Francine Toon: ‘Witches are empowered women’

Her gothic debut novel, Pine, draws on childhood years in the Scottish Highlands and eerie links between the paranormal and the patriarchy

Francine Toon spent two years of her childhood in the Scottish Highlands, near a town called Dornoch – “the last place in the UK to execute someone for witchcraft,” she says with a shiver.

Toon and other kids played in nearby Clashmore forest, frightening each other with stories about ghosts, or serial killers, or babysitters who meet horrible ends. “They made a big impression, those stories,” she says. “When it came to telling them myself I enjoyed embellishing them, and this gave me a sense of control over the thing that was scaring me. Writing Pine, I realised I was doing the same thing.”

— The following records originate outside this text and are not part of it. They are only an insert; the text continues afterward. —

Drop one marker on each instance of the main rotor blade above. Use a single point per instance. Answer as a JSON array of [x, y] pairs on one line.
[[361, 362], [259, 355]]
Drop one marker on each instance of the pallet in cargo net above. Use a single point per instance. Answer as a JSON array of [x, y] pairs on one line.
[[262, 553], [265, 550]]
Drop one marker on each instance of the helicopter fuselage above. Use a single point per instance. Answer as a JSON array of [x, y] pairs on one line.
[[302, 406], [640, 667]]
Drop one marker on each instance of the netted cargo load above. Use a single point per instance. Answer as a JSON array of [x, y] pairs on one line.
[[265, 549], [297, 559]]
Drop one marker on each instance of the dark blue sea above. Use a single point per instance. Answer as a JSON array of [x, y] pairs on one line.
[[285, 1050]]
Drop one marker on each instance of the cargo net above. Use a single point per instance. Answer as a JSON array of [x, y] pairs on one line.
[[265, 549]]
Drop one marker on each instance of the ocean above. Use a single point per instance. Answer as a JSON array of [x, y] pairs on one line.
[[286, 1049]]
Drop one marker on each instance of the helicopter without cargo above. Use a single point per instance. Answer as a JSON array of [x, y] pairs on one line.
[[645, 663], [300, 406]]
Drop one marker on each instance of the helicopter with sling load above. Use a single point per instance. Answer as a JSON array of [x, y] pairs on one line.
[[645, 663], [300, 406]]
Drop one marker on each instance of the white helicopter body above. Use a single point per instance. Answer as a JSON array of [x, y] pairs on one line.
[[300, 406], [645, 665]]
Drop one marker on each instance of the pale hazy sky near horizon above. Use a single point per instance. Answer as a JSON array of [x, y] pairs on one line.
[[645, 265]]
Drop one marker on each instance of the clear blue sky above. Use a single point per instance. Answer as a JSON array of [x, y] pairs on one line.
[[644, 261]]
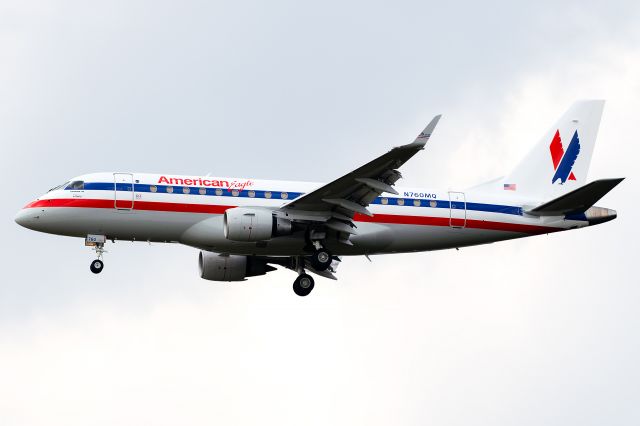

Born in Canterbury in 1986, Toon lived in England and Portugal before moving to the Highlands when she was nine. The family moved to St Andrews in Fife two years later, but the northern wilds have haunted her ever since, and form the backdrop to her debut novel. Ten-year-old Lauren lives in a remote house with her father, who struggles with alcoholism. Her mother disappeared long ago – all Lauren knows is that she “was a healer and different to anyone else”. Ostracised by the other children and pursued by the whispers about her mother’s vanishing, Lauren comforts herself with tarot cards and a handwritten book of spells that belonged to her female forebears. When locals start seeing a silent stranger, it seems only Lauren is able to remember her visits. What follows is a chilling tale of isolation and trauma, filled with precise evocations of the natural world.